GridGain Developers Hub
GitHub logo GridGain iso GridGain.com
GridGain Software Documentation

Collocating Computations with Data

Collocated computation is type of distributed data processing wherein the computational task you want to perform over a specific data set is sent to the nodes where the required data is located and only the results of the computations are sent back.
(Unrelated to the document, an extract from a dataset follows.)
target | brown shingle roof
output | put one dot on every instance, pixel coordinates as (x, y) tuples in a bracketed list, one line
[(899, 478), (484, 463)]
This approach minimizes data transfer between nodes and can significantly reduce the task execution time.

GridGain provides several ways to perform collocated computations, all of which use the affinity function to determine the location of the data.

The compute interface provides the affinityCall(…​) and affinityRun(…​) methods that collocate a task with data either by key or by partition.

Collocating by Key

To send a computational task to the node where a given key is located, use the following methods:

  • IgniteCompute.affinityCall(String cacheName, Object key, IgniteCallable<R> job)

  • IgniteCompute.affinityRun(String cacheName, Object key, IgniteRunnable job)

GridGain will call the configured affinity function to determine the location of the given key.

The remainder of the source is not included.